Applications of Data Mining in The Banking Sector
Applications of Data Mining in The Banking Sector
Applications of Data Mining in The Banking Sector
Abstract
In todays globalization and cut throat competition the banks are struggling to gain a
competitive edge over each other. Apart from execution of business processes, the creation of
knowledge base and its utilization for the benefit of the bank is becoming a strategy tool to
compete. In recent years the ability to generate, capture and store data has increased
enormously. The information contained in this data can be very important. The wide
availability of huge amounts of data and the need for transforming such data into knowledge
encourage IT industry to use data mining. The banking industry around the world has
undergone a tremendous change in the way business is conducted. The banking industry has
started realizing the need of the techniques like data mining which can help them to compete
in the market. Leading banks are using Data Mining (DM) tools for customer segmentation
and profitability, credit scoring and approval, predicting payment default, marketing,
detecting fraudulent transactions, etc. This paper provides an overview of the concept of DM
and highlights the applications of data mining to enhance the performance of some of the
core business processes in banking industry.
1. Introduction
Technological innovations have aided the banking industry to open up proficient delivery
channels.
IT has helped the banking industry to deal with the challenges the new economy poses.

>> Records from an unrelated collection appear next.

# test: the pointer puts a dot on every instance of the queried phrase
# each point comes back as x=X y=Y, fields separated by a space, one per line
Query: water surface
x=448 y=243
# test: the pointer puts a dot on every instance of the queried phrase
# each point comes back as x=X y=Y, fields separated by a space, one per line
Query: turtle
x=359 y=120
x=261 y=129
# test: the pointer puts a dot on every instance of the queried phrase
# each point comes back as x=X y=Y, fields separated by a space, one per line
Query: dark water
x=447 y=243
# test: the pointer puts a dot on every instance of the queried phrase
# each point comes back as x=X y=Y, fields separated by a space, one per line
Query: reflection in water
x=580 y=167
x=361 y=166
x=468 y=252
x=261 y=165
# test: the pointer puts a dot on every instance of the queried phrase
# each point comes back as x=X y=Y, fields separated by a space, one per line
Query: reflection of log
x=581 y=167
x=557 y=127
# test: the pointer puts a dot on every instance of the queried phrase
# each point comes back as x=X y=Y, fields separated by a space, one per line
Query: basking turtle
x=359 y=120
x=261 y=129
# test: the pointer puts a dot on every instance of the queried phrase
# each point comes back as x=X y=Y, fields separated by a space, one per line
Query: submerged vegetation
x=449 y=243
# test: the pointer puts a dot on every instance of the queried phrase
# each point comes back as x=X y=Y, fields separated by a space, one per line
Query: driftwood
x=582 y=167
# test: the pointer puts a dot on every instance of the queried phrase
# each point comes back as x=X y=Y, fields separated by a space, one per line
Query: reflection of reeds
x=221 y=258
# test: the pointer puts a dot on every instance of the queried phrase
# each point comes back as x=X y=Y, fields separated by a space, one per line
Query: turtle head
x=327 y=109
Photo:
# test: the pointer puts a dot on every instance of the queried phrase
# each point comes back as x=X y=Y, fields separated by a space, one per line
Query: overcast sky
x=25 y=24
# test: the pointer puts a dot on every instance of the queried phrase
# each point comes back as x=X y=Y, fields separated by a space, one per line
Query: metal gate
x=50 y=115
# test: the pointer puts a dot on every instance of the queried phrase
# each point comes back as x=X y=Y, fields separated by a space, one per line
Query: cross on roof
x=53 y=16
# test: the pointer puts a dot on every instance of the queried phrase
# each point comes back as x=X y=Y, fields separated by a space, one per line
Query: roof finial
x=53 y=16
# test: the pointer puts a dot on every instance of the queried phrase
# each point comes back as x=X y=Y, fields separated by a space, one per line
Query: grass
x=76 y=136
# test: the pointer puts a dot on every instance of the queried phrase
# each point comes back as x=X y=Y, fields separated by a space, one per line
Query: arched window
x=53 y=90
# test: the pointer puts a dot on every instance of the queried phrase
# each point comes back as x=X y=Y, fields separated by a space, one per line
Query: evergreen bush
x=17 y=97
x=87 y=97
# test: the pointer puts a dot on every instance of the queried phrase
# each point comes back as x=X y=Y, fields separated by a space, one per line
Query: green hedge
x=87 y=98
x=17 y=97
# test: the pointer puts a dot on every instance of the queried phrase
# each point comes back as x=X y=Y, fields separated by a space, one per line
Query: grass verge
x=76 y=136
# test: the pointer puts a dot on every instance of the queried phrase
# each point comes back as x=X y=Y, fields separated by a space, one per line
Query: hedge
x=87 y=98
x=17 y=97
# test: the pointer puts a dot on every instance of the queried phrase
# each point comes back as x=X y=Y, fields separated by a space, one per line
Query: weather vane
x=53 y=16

Nowadays, Banks have realized that customer relationships are a very important factor for
their success. Customer relationship management (CRM) is a strategy that can help them to
build long-term associations with their customers and increase their revenues and profits.
CRM in the banking sector has a great significance. The CRM focus is shifting from
customer acquisition to customer retention and ensuring the appropriate amounts of time,
money and managerial resources are directed at both of these key tasks. The challenge the
bank face is how to retain the most profitable customers and how to do that at the lowest cost.

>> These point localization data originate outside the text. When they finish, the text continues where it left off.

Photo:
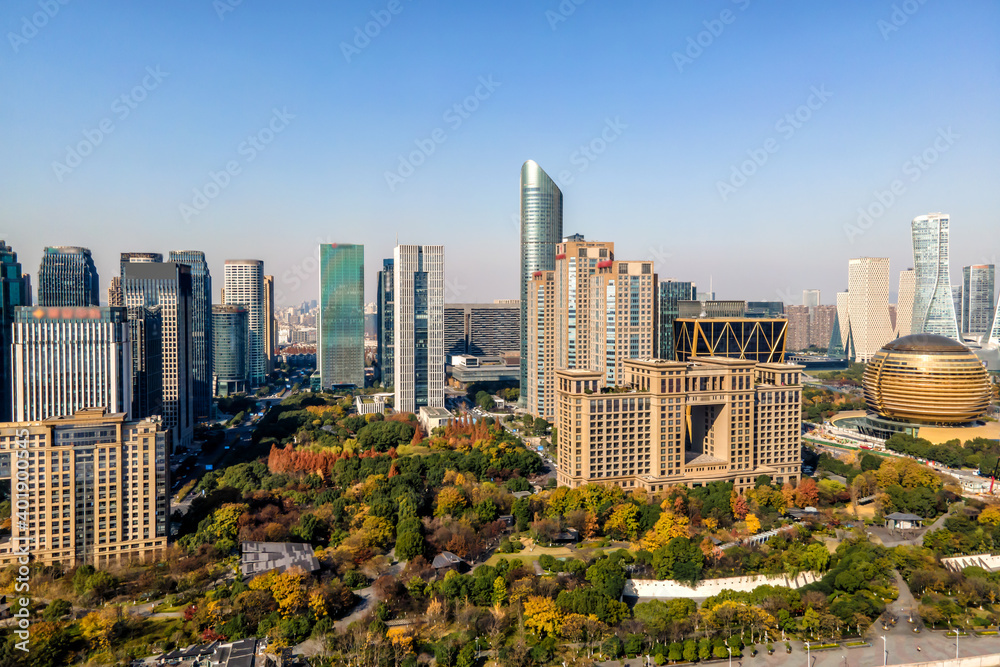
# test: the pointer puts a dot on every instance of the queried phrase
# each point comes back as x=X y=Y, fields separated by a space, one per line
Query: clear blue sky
x=654 y=190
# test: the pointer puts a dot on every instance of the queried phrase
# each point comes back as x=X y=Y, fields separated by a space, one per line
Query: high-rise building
x=418 y=278
x=146 y=333
x=904 y=303
x=230 y=337
x=109 y=505
x=669 y=293
x=863 y=311
x=623 y=313
x=68 y=359
x=245 y=287
x=270 y=326
x=201 y=328
x=978 y=292
x=541 y=230
x=15 y=291
x=933 y=306
x=384 y=327
x=482 y=329
x=168 y=285
x=340 y=347
x=68 y=277
x=695 y=422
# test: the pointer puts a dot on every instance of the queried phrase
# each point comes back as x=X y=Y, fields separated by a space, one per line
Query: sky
x=754 y=146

At the same time, they need to find and implement this solution quickly and the solution to be
flexible. Traditional methods of data analysis have long been used to detect fraud. They
require difficult and time-consuming investigations that deal with different realms of
knowledge like financial, economics, business practices and law. Fraud instances can be
similar in content and appearance but usually are not identical. In developing countries like
India, Bankers face more problems with the fraudsters.
2. Literature Review
Data Mining is the process of extracting hidden, unknown, valid and actionable information
from large databases and then using this information to make crucial business decisions.
Previously unknown means quantities that are not hypothesized in advance, valid means if a
large collection of data is scrutinized; patterns are not there may be found, Actionable means
Action that must be translated into some business advantage (Han et al., 2011). Data mining
is the application of statistical and machine-learning techniques for extracting interesting
patterns from raw data (Hsu et al., 2012). Data Mining referred as knowledge mining from
data or knowledge extraction or data/pattern analysis or data archaeology or data dredging. It
turns a large collection of data into knowledge (Liao et al., 2012). With the mounting growth
of data in every application, data mining meets the valuable and efficient requirements for
effective, scalable and flexible data analysis. Data Mining is the process of identifying and
discovering the interesting patterns from massive amount of data (Mabroukeh and Ezeife,
2010). Data Mining can be conducted on any kind of data as long as the data are meaningful
for a target application. Data Mining can be considered as a natural evaluation of information
technology and a confluence of several related disciplines and application domains. (Blake
and Mangiameli, 2011)
Vivek Bhambhri in his paper Application of Data Mining in Banking Sector said that Data
Mining techniques can be of immense help to the banks and financial institutions in this
arena for better targeting and acquiring new customers, fraud detection in real time,
providing segment based products for better targeting the customers, analysis of the
customers purchase patterns over time for better retention and relationship, detection of
emerging trends to take proactive approach in a highly competitive market adding a lot more
value to existing products and services and launching of new product and service bundles.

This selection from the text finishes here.